You think: Jesus, they let us steer a beam through here? I still can't believe I get to play around with this thing.

Fortunately for the end users, they do not have to know about any of this. A physicist just has to submit a program to the grid and specify which collision events are to be examined. Grid software will then automatically shunt the job to a centre that has enough processing power and disk space free to run it, then return the results (see Nature 469, 282–283; 2011). On this particular day at the CERN computer centre, a live screen shows that 10,500 programs are running at this facility alone — and it represents only 6% of the grid's resources. Were it not for the grid, says Jeremy Coles, a physicist at the University of Cambridge, UK, who is the grid's UK coordinator, his colleagues would probably still be searching for the Higgs boson.

The challenge for the future, says Coles, is dealing with the sky-high event rates to come. During the LHC's first run, despite radical pruning by the detectors' triggers, the data still piled up at the rate of 15 petabytes (15,000 trillion bytes) a year — more than in all the videos uploaded to YouTube annually. When the LHC starts up again next year, the doubling of the collision rate will bump that up to roughly 30 petabytes per year — an average of about 1 gigabyte per second.

Coles is confident that the grid will be able cope with that increase — not least because of technological advances that have enabled much closer integration between computer centres. “Networking has come on very quickly in the past 10 years,” he says — “more than we thought.” Just last year, for example, CERN expanded the capability of its data centre, which is at the limits of available space and power, by linking it up with a facility in Budapest through two fibres that transfer data at 100 gigabits per second. From an operations point of view, says Coles, it is just like having the machines in the room next door.

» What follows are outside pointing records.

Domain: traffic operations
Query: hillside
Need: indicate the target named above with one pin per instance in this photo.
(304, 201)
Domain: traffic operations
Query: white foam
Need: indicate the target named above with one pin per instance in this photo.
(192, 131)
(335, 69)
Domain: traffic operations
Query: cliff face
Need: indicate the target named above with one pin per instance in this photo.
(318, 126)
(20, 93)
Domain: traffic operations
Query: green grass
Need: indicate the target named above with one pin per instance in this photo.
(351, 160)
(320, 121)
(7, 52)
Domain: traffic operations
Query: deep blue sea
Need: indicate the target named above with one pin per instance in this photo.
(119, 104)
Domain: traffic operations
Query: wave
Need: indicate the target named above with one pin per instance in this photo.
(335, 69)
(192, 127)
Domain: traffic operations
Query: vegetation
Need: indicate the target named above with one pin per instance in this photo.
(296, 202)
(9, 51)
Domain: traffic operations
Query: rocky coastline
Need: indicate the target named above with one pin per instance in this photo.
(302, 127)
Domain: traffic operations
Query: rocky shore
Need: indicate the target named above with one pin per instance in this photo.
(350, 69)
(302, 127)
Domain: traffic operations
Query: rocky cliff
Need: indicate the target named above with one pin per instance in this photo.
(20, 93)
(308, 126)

But the data onslaught will not stop there. Planned upgrades to the LHC will send its data output soaring to 110 petabytes a year by the early 2020s, and, eventually, to as much as 400 petabytes a year. “We currently have no way to deal with this,” says Coles. Making matters worse, computer chip speeds are stagnating. The best commercial chips now available often contain two, four or eight processors to boost their power. Future chips are likely to have even more. But the code that runs the LHC was written to be run on one processor at a time, says Coles. Finding ways to run data analysis on many processors in parallel would mean rewriting 15 million lines of code written by thousands of people over many years.

Still, when CERN physicists needed a better way to share information in the late 1980s, the result was the World Wide Web. And when they needed a better way to access computer resources back in the 1990s, they invented the world's largest computing grid. The LHC scientists seem confident that they will invent a way around this problem as well.

Lamont seems to feel similarly confident when he talks about the 'next big collider' in particle physics. Although CERN just celebrated its sixtieth anniversary, and the LHC still has another 20 years of proton smashing to go, the laboratory is exploring the feasibility of a collider 80–100 kilometres around that would drill even deeper into the structure of matter (see Nature 503, 177; 2013). Lamont says that he would be lucky to see such a machine built during his lifetime, but he points out that the LHC, which came online for the first time in 2008, was first sketched out in 1984. “We've got to start thinking about the next machine now,” he says.